Currently, PW has around 50 lecturers and 250 associate faculty members and subject matter experts. Its app, launched in 2020, already has over a million paying subscribers. Now, PW is setting up physical coaching centres in nine cities across the country. Most importantly, though, PW is in the process of raising its first-ever venture round—$100 million at a billion-dollar valuation.
In the cut-throat and chaotic world of online test prep, where heavyweights like Unacademy, Vedantu, and Byju’s spend millions of dollars on marketing, PW’s largely organic growth is a breakout story. Its business model is a perfect trifecta—it has low customer acquisition costs (CAC), it’s profitable, and most crucially, it’s affordable.
For the best part of eight years, while the bigger test prep brands were peddling discounts through their aggressive sales tactics, PW offered its courses for free. Even now, the student traffic that gets funnelled to the paid app pays a fraction of what Unacademy or Vedantu charge for their courses. PW appeals especially to students from tier-2 and -3 cities, for whom accessibility and affordability are major roadblocks to learning.
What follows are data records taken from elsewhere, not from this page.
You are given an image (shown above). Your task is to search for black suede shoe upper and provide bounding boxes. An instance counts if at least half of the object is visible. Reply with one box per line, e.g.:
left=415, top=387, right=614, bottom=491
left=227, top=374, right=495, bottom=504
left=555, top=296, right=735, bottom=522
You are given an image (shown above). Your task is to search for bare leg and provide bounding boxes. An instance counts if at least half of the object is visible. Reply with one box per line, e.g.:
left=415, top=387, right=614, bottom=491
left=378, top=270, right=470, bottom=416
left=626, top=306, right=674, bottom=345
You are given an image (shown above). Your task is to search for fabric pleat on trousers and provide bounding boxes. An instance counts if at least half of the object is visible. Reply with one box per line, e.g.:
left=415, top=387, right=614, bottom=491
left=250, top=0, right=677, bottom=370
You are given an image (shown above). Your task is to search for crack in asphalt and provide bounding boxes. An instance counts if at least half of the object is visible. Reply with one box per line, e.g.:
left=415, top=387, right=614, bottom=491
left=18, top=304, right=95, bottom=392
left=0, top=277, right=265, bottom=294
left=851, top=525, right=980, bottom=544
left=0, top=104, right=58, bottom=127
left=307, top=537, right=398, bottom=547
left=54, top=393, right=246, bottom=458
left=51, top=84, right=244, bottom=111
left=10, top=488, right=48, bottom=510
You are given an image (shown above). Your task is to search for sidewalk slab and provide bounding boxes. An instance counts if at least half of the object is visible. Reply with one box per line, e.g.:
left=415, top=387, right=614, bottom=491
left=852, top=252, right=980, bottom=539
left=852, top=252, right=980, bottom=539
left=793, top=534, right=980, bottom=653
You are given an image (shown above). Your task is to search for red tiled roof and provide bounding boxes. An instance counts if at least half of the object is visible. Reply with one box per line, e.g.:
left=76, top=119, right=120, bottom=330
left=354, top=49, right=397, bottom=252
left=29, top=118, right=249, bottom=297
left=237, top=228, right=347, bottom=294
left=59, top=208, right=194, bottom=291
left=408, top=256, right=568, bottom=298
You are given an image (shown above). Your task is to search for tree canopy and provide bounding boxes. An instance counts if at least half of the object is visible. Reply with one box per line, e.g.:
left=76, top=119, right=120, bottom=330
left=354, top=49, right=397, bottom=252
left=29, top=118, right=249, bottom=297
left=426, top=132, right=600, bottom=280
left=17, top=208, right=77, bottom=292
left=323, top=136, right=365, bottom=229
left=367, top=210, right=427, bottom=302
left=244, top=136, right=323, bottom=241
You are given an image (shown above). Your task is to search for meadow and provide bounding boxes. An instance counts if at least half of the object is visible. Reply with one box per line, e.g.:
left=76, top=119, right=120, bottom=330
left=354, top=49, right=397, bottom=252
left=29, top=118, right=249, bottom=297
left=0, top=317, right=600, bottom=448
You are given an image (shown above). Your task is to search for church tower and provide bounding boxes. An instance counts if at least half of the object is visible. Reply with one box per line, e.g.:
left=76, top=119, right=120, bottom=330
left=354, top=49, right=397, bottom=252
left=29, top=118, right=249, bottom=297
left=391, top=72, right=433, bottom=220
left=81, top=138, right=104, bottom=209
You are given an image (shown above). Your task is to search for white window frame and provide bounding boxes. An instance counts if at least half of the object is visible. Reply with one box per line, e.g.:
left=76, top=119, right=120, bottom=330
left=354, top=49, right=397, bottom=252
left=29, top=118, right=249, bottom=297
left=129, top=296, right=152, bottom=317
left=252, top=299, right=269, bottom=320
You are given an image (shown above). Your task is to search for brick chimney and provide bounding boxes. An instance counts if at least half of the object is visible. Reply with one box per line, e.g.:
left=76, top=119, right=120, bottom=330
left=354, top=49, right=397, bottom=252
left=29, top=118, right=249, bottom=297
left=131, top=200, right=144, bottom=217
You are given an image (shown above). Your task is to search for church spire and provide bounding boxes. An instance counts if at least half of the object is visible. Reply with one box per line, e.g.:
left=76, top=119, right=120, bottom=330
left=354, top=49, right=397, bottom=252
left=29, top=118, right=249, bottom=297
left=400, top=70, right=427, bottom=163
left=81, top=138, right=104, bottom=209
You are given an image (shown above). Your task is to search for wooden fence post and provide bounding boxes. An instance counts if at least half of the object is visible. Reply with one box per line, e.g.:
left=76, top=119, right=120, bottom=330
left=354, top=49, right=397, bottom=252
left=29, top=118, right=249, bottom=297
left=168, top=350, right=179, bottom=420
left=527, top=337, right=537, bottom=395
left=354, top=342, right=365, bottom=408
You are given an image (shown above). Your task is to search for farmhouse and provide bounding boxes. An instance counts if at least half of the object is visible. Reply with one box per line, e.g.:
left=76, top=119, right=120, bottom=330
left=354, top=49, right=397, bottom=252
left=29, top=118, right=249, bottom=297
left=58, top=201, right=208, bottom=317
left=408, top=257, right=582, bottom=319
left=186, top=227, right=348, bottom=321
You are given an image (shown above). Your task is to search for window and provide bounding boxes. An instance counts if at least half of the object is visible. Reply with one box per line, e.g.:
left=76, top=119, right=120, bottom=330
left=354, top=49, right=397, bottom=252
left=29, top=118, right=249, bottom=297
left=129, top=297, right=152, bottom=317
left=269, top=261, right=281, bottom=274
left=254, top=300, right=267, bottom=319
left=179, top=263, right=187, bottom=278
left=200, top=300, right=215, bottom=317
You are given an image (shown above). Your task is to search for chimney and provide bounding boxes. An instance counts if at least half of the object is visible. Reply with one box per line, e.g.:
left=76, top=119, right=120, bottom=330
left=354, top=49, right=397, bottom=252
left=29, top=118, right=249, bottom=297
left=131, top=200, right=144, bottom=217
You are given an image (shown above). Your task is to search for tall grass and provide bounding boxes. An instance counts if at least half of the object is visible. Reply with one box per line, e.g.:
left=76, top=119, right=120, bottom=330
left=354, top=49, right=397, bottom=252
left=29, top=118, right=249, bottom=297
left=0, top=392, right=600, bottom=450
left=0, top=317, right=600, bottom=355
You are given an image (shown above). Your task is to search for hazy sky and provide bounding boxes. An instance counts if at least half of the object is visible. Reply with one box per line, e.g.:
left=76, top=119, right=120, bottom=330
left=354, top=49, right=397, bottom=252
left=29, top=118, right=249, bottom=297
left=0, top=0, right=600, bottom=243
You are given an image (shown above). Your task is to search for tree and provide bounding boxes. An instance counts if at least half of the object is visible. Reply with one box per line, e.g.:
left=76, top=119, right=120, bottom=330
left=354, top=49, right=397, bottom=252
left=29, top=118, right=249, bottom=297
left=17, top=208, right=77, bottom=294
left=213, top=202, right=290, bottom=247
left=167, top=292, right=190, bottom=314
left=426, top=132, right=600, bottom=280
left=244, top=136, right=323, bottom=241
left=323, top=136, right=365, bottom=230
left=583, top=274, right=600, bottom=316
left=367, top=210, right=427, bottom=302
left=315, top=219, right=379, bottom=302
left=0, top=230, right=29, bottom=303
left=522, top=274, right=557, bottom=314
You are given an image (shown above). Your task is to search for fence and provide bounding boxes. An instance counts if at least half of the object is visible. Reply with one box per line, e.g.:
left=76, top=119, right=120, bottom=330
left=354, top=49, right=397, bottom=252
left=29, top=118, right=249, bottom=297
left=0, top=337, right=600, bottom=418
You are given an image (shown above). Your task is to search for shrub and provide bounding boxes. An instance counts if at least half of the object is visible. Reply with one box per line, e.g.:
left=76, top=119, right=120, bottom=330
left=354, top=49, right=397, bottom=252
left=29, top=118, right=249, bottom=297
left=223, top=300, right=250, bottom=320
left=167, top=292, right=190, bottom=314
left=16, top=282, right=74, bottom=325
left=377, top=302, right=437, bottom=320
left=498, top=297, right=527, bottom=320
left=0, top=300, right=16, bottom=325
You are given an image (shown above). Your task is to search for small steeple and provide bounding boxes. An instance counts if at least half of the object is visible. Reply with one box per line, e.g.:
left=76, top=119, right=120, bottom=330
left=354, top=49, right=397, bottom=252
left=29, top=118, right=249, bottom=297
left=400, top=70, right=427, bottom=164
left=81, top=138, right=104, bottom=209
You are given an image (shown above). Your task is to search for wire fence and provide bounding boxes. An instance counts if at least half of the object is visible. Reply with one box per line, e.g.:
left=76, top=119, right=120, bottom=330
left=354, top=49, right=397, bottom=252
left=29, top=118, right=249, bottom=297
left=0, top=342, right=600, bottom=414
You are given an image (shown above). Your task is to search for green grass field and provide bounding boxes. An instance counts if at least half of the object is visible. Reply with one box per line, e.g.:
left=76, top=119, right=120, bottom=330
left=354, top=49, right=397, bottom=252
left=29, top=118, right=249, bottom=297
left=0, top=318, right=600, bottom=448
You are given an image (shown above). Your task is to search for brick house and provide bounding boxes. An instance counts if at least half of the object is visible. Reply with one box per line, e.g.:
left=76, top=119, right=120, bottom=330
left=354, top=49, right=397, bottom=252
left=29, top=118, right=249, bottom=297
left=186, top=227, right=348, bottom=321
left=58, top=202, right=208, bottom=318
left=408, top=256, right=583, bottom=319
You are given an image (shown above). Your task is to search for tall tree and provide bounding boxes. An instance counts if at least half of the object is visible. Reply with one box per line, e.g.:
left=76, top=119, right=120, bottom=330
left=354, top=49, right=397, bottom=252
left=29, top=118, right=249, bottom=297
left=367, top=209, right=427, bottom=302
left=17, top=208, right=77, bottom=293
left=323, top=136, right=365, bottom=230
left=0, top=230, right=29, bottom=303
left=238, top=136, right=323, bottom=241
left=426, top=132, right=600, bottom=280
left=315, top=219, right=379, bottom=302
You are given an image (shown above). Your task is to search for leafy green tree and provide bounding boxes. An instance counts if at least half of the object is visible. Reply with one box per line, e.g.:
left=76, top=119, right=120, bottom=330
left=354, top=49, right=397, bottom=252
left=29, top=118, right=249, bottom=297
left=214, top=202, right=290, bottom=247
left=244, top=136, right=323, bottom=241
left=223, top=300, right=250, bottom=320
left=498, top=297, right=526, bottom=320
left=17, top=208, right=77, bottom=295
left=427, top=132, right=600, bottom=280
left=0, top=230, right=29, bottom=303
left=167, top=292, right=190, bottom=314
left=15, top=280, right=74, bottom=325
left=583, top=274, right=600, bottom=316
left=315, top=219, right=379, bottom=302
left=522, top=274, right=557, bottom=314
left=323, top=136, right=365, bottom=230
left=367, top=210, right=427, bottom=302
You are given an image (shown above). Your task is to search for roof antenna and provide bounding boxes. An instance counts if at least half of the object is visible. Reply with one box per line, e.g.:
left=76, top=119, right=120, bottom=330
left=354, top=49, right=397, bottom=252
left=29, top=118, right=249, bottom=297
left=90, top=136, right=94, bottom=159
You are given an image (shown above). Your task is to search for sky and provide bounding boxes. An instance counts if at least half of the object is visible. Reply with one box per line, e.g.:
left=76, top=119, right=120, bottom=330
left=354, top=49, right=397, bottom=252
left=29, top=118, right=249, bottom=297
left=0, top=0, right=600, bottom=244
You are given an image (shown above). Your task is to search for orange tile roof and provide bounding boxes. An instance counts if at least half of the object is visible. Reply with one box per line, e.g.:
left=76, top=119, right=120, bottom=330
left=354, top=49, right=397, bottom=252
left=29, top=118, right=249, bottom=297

This is the demographic that has eluded PW’s bigger rivals, despite constant attempts to lower prices, hand out discounts, and launch courses in more regional languages.
According to investors close to the company’s advisors, PW earned close to Rs 300-400 crore ($39.2 million-$52.3 million) in revenue for the year ended March 2021, almost neck and neck with Unacademy’s revenue of Rs 380.80 crore ($49.6 million) in the same period.